The DNS Mystery: Five Factors and a Ruby Gem

“Connection reset by peer.”

If you’ve run applications in Kubernetes long enough, you’ve probably seen this error. Usually it’s a service that went away, a network hiccup, something transient. You retry, it works, you move on.

But what if it keeps happening? What if it only happens with DNS lookups, and only sometimes, and only in production?

That’s where I found myself a few weeks ago.

The Event

Our Ruby application started throwing intermittent Errno::ECONNRESET errors. Not on HTTP requests to external APIs — on DNS lookups. The stack trace pointed to getaddrinfo, the standard libc function for resolving hostnames.

The weird part? It wasn’t consistent. Maybe 1 in 50 requests would fail. The failures clustered during high-traffic periods. And they only happened in our production Kubernetes cluster, not in staging, not locally with Docker Compose.

DNS is supposed to be boring. It’s supposed to just work. When DNS becomes interesting, you know you’re in for a long week.

The Timeline

Day 1: It’s got to be the network

I started with the obvious. Maybe our DNS servers were overloaded? We were using the default CoreDNS setup in Kubernetes. I checked the metrics — CPU and memory were fine. No errors in the CoreDNS logs.

I ran kubectl exec into a failing pod and tried nslookup manually. Worked every time. Of course it did. The problem was intermittent.

Day 2: Alpine Linux enters the chat

Our Docker images were based on Alpine Linux. Small, secure, everyone’s using it. But I remembered reading something about Alpine and DNS issues.

Alpine uses musl libc instead of glibc. Musl is smaller, simpler, more correct — but different. I started digging into how musl handles DNS resolution.

Here’s what I learned: musl’s resolver queries all nameservers in /etc/resolv.conf in parallel, not sequentially like glibc. It takes the first response that comes back. This is actually great for performance, but it means more UDP packets flying around.

Also, until musl 1.2.4, it didn’t support TCP fallback for DNS. If a UDP response was truncated (larger than 512 bytes), tough luck. But that wasn’t our issue — we weren’t getting truncated responses, we were getting connection resets.

Day 3: The conntrack revelation

I started searching for “kubernetes dns connection reset” and found it. The infamous conntrack race condition.

Here’s what happens: Linux uses a connection tracking table (conntrack) to manage stateful connections. When you do a DNS lookup, your application sends a UDP packet to port 53. The kernel creates a conntrack entry for this “connection” (even though UDP is connectionless).

Now here’s the race: if two DNS queries from the same source IP and port go to the same destination IP and port at nearly the same time, they might both try to use the same conntrack entry. The second one can trigger a “race” where the kernel drops the packet or sends a reset.

Why was this happening to us? A few factors converged:

High pod density — Our nodes were running many pods, each making DNS queries
Ruby’s threading model — We were using multiple threads, each potentially doing DNS lookups concurrently
Parallel A/AAAA queries — Modern resolvers query for both IPv4 (A) and IPv6 (AAAA) records simultaneously
Musl’s parallel nameserver queries — Hitting all three nameservers at once meant more packets
NAT + conntrack — Kubernetes networking involves NAT, which relies on conntrack

The result? A perfect storm where UDP DNS packets were getting dropped or reset at the kernel level.

Day 4: Why Ruby? Why us?

But wait — other applications in our cluster weren’t having this problem. Why just Ruby?

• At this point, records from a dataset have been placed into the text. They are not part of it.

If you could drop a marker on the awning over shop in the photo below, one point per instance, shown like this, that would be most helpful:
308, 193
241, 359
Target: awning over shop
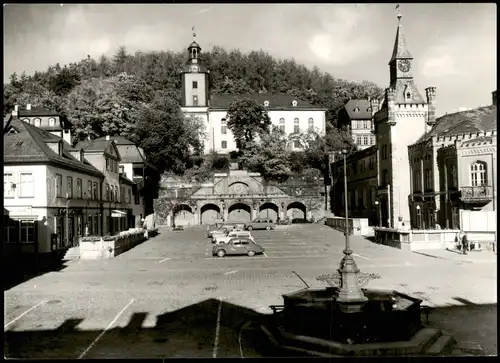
118, 214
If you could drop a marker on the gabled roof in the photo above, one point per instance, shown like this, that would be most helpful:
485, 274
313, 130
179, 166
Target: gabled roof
6, 121
29, 146
129, 152
277, 101
98, 145
36, 111
471, 121
358, 109
400, 50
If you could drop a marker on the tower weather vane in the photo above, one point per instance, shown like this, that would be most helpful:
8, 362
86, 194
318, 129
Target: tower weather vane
399, 12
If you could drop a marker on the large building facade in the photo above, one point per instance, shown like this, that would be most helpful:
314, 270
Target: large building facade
399, 119
286, 112
55, 192
427, 171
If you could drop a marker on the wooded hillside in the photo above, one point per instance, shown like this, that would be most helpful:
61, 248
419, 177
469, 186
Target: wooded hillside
134, 95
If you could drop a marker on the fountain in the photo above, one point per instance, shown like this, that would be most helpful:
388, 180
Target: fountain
347, 320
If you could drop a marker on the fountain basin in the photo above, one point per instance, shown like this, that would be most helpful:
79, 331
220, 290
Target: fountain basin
387, 316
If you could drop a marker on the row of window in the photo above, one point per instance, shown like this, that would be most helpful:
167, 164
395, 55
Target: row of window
365, 140
38, 122
364, 198
296, 125
296, 144
365, 124
111, 165
477, 175
26, 187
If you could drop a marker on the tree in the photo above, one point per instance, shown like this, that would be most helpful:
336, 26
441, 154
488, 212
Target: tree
270, 156
167, 137
63, 82
246, 120
120, 58
317, 146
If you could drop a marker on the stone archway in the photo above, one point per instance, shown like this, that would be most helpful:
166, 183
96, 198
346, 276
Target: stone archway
269, 210
239, 212
183, 215
210, 213
296, 210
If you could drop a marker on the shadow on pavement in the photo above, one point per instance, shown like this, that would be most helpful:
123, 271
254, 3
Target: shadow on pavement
191, 332
187, 332
17, 273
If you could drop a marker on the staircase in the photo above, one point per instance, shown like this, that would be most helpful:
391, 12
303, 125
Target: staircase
73, 253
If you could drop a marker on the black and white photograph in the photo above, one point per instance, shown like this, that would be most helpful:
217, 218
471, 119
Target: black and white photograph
249, 180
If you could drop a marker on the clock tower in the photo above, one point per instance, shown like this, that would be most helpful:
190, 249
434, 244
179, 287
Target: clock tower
195, 79
400, 67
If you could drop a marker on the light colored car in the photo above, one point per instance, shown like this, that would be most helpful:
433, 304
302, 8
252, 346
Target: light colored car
237, 246
230, 234
260, 224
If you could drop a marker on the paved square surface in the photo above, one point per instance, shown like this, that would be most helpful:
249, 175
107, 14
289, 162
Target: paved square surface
169, 297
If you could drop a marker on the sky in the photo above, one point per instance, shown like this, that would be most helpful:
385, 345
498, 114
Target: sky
453, 45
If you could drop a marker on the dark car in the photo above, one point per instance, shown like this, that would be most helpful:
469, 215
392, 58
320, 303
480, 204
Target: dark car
260, 224
237, 246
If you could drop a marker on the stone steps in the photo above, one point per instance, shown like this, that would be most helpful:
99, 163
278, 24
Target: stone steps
442, 346
72, 253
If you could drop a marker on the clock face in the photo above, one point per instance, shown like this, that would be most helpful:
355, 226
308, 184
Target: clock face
404, 65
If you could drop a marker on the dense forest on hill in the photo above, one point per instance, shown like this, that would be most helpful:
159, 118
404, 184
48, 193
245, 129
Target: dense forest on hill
137, 95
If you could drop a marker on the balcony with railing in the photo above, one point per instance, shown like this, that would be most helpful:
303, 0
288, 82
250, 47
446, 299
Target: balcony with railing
476, 195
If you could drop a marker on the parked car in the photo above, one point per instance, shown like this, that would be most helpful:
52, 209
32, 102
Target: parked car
260, 224
237, 246
231, 234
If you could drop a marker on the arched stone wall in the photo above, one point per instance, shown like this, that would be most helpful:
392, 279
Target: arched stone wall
296, 210
268, 210
210, 213
183, 215
239, 212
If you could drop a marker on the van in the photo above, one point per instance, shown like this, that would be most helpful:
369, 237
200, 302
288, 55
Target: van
231, 234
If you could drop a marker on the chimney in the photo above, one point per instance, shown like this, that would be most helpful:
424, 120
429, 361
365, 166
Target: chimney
431, 114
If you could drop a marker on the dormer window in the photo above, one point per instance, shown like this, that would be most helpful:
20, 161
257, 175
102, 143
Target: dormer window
407, 93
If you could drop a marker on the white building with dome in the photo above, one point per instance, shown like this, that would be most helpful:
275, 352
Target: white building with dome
286, 112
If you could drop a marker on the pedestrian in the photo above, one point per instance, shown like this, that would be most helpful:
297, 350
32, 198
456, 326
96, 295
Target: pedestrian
465, 244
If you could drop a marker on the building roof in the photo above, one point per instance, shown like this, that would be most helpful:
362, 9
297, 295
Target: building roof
471, 121
126, 180
400, 47
119, 140
364, 111
28, 145
277, 101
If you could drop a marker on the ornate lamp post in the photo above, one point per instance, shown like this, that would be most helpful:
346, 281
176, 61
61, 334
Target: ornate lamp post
350, 296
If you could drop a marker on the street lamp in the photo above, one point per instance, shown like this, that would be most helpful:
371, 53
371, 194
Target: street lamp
350, 296
67, 219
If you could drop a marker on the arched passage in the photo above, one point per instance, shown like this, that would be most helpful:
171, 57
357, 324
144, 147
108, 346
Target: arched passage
296, 210
268, 210
183, 215
210, 213
239, 212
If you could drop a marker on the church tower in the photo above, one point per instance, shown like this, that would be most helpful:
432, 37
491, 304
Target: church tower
195, 79
403, 118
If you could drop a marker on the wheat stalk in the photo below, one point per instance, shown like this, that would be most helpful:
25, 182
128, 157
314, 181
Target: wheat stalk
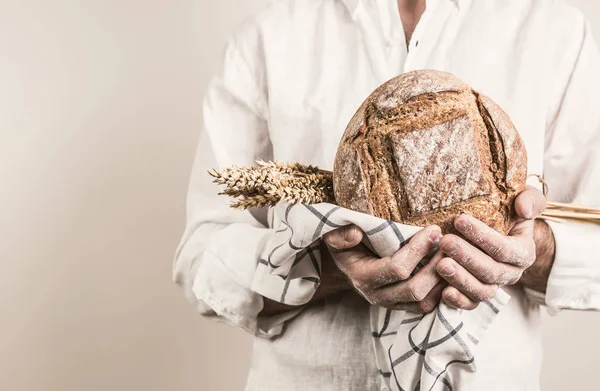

I started looking at how Ruby resolves DNS. By default, Ruby uses libc’s getaddrinfo. That’s the same function that ping, curl, and most other tools use. So why was Ruby failing when other tools worked?

The answer was in the timing and volume. Ruby applications often do many DNS lookups in rapid succession — for database connections, Redis, external APIs, background job queues. Our app was resolving the same hostnames over and over, not caching results.

Also, Ruby’s getaddrinfo calls are blocking. When you have multiple threads doing blocking DNS lookups, they can all hit the resolver at once during traffic spikes.

Day 5: The Resolv discovery

I remembered something about a pure Ruby DNS resolver. It’s in the standard library: resolv.

1
2
3
4
require 'resolv'

# Instead of Socket.getaddrinfo or Resolv.getaddress
Resolv::DNS.new.getaddress("example.com")

The key difference: Ruby’s Resolv doesn’t use libc at all. It implements the DNS protocol directly in Ruby. It sends UDP packets manually, handles timeouts and retries itself, and most importantly — it doesn’t use getaddrinfo.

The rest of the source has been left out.